Dépêches

AerCo Limited Launches Consent Solicitation

Dépèche transmise le 12 octobre 2011 par Business Wire

NEW YORK--(BUSINESS WIRE)--AerCo Limited (“AerCo” or the “Issuer”), commenced a solicitation of consents (the “Consent Solicitation”) of the holders of Class A Notes, Class B Notes, Class C Notes, Class D Notes and Class E Notes (collectively, the “Notes”), which Notes were issued pursuant to the terms of the Trust Indenture dated as of July 15, 1998 as supplemented by Indenture Supplement No. 1 dated as of July 17, 2000 and Indenture Supplement No. 2 dated as of December 18, 2009 (as so supplemented, the “Indenture”) between AerCo, as issuer, and Deutsche Bank Trust Company Americas (formerly known as Bankers Trust Company), as trustee (the “Indenture Trustee”), to various amendments to the Indenture (collectively, the “Proposed Amendments”). Capitalized terms not otherwise defined herein have the meaning assigned to them in the Indenture.

The Proposed Amendments require the consent of the Holders of at least a majority of the Outstanding Principal Balance of the Notes, voting as a single class. As of September 15, 2011, the most recent Payment Date, the Outstanding Principal Balance of the Notes was $824,150,859.

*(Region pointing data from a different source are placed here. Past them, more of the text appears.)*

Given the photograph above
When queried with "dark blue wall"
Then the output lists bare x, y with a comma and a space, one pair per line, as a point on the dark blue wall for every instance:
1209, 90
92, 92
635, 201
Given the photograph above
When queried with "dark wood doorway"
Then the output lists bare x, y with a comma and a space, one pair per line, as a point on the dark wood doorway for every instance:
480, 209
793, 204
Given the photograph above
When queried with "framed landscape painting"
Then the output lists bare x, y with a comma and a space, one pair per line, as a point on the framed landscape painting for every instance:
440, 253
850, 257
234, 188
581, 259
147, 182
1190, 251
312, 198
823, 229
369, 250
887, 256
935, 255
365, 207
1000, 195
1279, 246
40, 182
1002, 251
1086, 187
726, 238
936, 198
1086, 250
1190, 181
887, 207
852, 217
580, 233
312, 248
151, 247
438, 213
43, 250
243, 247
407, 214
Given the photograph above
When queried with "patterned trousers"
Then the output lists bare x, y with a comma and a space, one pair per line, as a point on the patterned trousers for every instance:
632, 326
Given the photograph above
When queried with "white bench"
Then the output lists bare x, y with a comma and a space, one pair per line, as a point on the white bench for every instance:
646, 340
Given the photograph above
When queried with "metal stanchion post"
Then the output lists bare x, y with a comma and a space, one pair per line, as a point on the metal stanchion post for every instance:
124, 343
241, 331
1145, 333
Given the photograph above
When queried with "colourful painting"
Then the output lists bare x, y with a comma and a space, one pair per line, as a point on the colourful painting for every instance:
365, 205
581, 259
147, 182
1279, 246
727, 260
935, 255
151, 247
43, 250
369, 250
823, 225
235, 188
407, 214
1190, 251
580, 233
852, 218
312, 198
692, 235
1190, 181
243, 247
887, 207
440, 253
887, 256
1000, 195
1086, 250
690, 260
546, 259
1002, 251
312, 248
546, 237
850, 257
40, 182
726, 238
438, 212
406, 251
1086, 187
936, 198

The Proposed Amendments would, as described more fully in the Consent Solicitation Statement dated October 12, 2011 issued by AerCo (the “Consent Solicitation Statement”):

i. reduce the minimum amount of hull insurance and PRI coverage that AerCo is required to carry on each Aircraft to an amount that is at least equal to the most recent appraised Base Value of such Aircraft; and

ii. remove the requirement that AerCo obtains Rating Agency Confirmation or “RAC” (a confirmation from each Rating Agency, currently Fitch, Inc., Moody’s Investors Service, Inc. and Standard & Poor’s Financial Services LLC, that a specified action or event will not result in a downgrade or withdrawal of such Rating Agency’s then current rating of a Subclass of Notes) or, in some cases, approval from each Rating Agency prior to taking actions for which such RAC or approval is currently required, including, amongst other provisions: (a) creating certain Encumbrances over Leases, (b) certain changes to AerCo’s hedging policy, (c) making certain investments, (d) entering into any Primary Eligible Credit Facility; (e) consummating a merger, consolidation or transfer of all or substantially all of AerCo’s assets, (f) entering into non-US dollar denominated Leases, (g) changing the level of airline liability insurance required for each Aircraft, and (h) entering into a Swap Agreement with a new counterparty.

The Proposed Amendments would replace the requirement for RAC or approval from each Rating Agency with a requirement for prior written notification to each Rating Agency of the proposed action. All such proposed actions would continue to require approval of the Board.

The overall purpose of the Proposed Amendments (as described more fully in the Consent Solicitation Statement) is to reduce the minimum amount of hull insurance and PRI coverage that AerCo is required to carry on each Aircraft in order to reduce the costs of such insurance and coverage and to eliminate the time delay and costs associated with obtaining Rating Agency Confirmation or approval from each Rating Agency of certain actions by AerCo.

For the reasons stated in the Consent Solicitation Statement, the Board, having consulted with the Servicer and its other advisors, recommends that the Holders of the Notes consent to the Proposed Amendments.

A copy of the Consent Solicitation Statement has been posted on AerCo’s website http://www.aerco-group.com. Further a complete set of Consent Solicitation materials (including voting forms) is also available from Global Restructuring Services, Inc., as information agent, details of which are set out below.

No fees will be paid by AerCo to the Holders of any of the Notes in connection with the Consent Solicitation.

Consents must be submitted to Mr. John Baxter (call direct: +1-212-644-1772 or fax +1-212-937-3653) at Global Restructuring Services, Inc., 230 East 48th Street, New York, NY 10017, as tabulation agent, as soon as possible and no later than 12:00 p.m., New York City time, on November 16, 2011.

Any questions concerning the terms of the Consent Solicitation may be directed to Steve Welo (call direct: + 1-763-252-1650 or email: swelo@pressprich.com) or Clay Smith (call direct: + 1-763-252-1654 or email: csmith@pressprich.com) at R.W. Pressprich & Co., as solicitation agent.

R.W. Pressprich & Co. is a fixed income and equity broker-dealer headquartered in New York. The Pressprich Aviation team is actively involved in sales, trading, and analytics of aviation transactions, as well as providing advisory services to a variety of aviation clients, including airlines, leasing companies, asset managers, and aviation investors. The Pressprich Aviation team is based in Minneapolis.